Cette histoire des lépreux nous dit évidemment ce qui se passe dans nos vies. Au fond, quand on y réfléchit un peu, on est bien obligés de reconnaître que ce que nous attendons de Dieu, c’est essentiellement la santé, la réussite, le succès de nos affaires, etc. C’est normal. Mais c’est un peu court. Ce qui réussit dans nos vies devrait nous ouvrir à un « plus » : nous émerveiller d’être l’objet d’un amour infini. Et c’est cet amour qui, finalement, devrait nous occuper en premier.

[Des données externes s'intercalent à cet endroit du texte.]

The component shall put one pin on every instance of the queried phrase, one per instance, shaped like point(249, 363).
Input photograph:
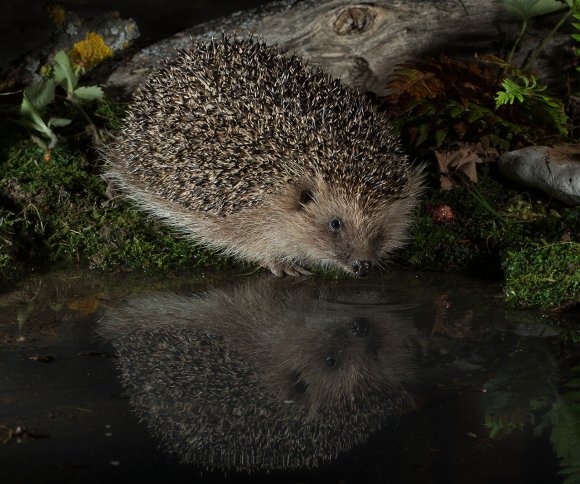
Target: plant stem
point(90, 125)
point(518, 39)
point(545, 40)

A tel point qu’il ne devrait même pas être nécessaire que nous ayons la réussite pour nous faire entrer et baigner dans cet amour. « Glorifier Dieu » et « rendre grâce » : ces termes auraient besoin de retrouver leur pleine et entière signification originelle. Ce devait être le cas de l’apôtre Paul qui est « enchaîné comme un malfaiteur » lorsqu’il écrit à son disciple Timothée. « On n’enchaîne pas la Parole de Dieu », déclare-t-il. Et il continuera, en homme libre, à rendre grâce à Dieu et au Christ ressuscité. C’est là, en prison, qu’il découvre, d’une nouvelle façon, l’amour sauveur. Neuf juifs ont été guéris. Mais le Samaritain, lui, une fois guéri comme les autres, dépasse sa guérison pour accéder à la foi pascale : la foi en Celui qui guérit de la mort. Celui qui lui a dit : « Relève-toi et va. »
A chacun de nous, que ce soit dans le bonheur ou dans le malheur, Jésus adresse la Parole qui libère, qui guérit, qui ressuscite. Il dépend simplement de l’intensité de notre foi que cette Parole devienne en nous source de Vie.